Dunno
and I am vegetarian, pretty close to vegan, and have been most of my life.
I can deal with meat, skinning, gutting, etc., but put it near my mouth and I want to vomit. It's *dead*. I won't use the same pots or utensils for cooking or storing it as I do *food* and I happily go hungry rather than eat something dodgy. Not a particularly good survival trait I know, but there you go.
I'm finding it harder to eat dairy products now too, eggs are a no, as are many cheeses; butter and honey I still manage. Fish is just gross.

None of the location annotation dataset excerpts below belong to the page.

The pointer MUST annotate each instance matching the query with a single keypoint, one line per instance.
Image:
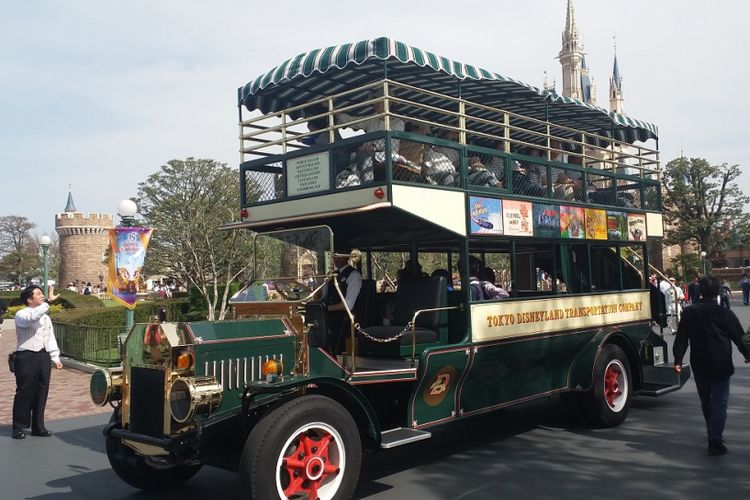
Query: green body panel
(512, 370)
(236, 329)
(240, 363)
(628, 337)
(336, 389)
(323, 366)
(435, 397)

Why? No idea. My sons are vegetarian too, one is as fussy as I am, even down to his soap being not from animal tallowate; the other will eat sweets with gelatine in them....just. They reckoned very early on that they didn't *need* to eat meat to live healthily so they wouldn't. To be honest I didn't think their determination would last, but twenty years later they haven't changed their minds or habits about meat.

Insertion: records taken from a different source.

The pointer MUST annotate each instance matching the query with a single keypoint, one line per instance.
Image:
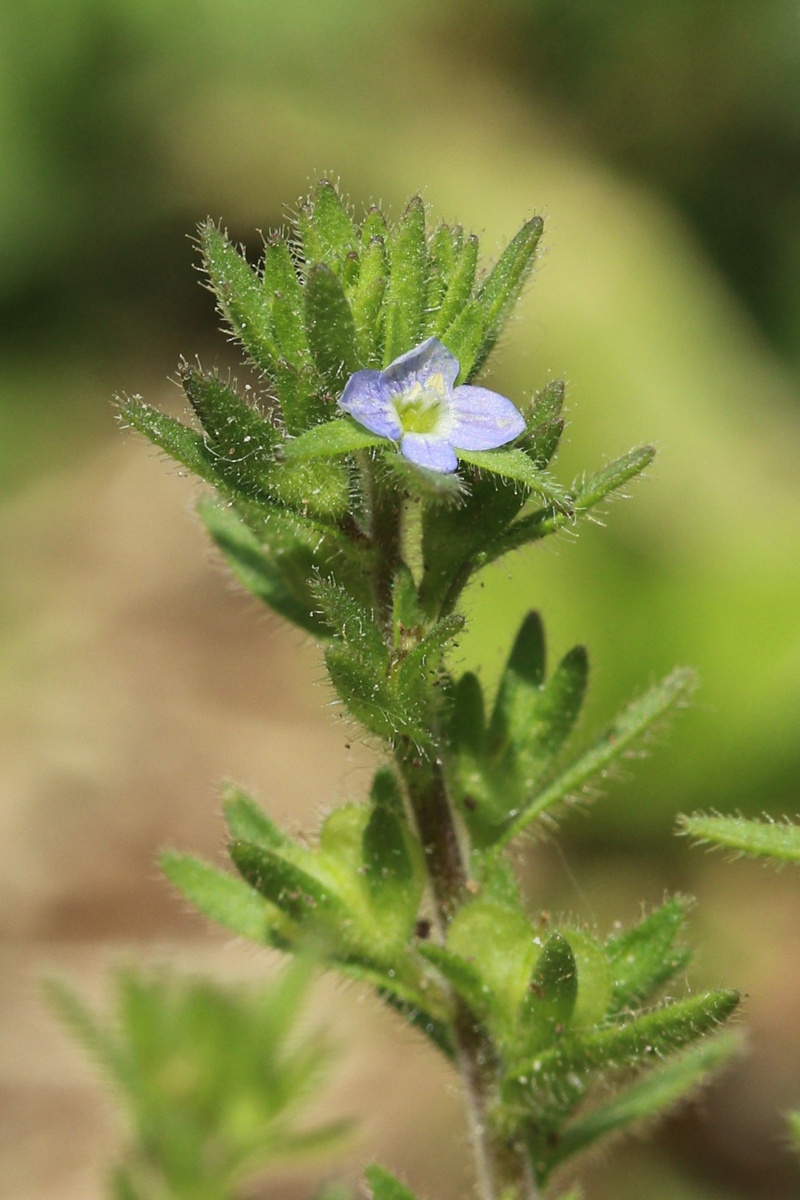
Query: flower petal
(429, 451)
(482, 419)
(419, 365)
(370, 403)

Frankly factory farming is cruel, I'm not surprised that more and more people are becoming veggie, besides, it very good food
There's a book called "Diet for a Small Planet" that gives very good reasons why the production of meat is environmentally unsound quite apart from the humane reasons.

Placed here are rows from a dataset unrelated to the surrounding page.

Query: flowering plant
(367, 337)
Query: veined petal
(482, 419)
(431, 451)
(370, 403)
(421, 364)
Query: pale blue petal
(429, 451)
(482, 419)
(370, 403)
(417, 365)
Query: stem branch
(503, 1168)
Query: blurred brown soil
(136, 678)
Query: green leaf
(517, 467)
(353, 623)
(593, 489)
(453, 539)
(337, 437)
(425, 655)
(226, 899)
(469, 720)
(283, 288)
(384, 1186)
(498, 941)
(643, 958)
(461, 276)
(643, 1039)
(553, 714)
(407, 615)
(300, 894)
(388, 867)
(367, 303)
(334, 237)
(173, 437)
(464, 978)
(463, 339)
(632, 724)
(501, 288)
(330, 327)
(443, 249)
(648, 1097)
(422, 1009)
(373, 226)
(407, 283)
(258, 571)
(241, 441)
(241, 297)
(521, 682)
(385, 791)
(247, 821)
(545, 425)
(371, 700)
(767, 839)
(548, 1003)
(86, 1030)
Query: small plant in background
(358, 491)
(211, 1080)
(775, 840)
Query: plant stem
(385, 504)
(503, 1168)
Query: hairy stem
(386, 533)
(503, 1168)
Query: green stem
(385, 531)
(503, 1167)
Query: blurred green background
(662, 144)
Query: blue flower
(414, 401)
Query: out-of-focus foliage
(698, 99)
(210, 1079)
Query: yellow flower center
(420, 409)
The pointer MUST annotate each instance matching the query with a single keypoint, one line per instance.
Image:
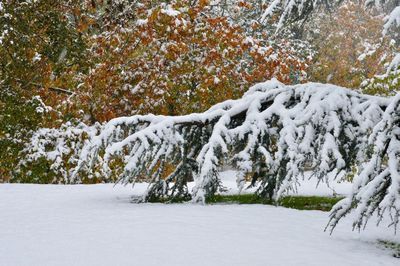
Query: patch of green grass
(238, 199)
(294, 202)
(309, 202)
(395, 247)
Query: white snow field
(98, 225)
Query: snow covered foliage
(271, 135)
(377, 187)
(293, 10)
(392, 20)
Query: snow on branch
(377, 187)
(271, 135)
(393, 20)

There is another point; it's never been easier to be vegetarian or vegan; we have an incredibly rich assortment of foodstuffs to choose from, the only things we don't eat are beef, pork, mutton, game, poultry and fish. Everything else is good stuff
Vegans find it repulsive (physically or morally) to eat dairy products, eggs and honey, because it exploits other creatures too.
Restaurants are the dregs for eating in; very few chefs care enough to be really clean about food to vegetarian standards. If it were an allergic contamination problem they'd be a whole lot better at keeping utensils, etc., seperate.
Probably going to get flamed now, but it is how vegetarians see things.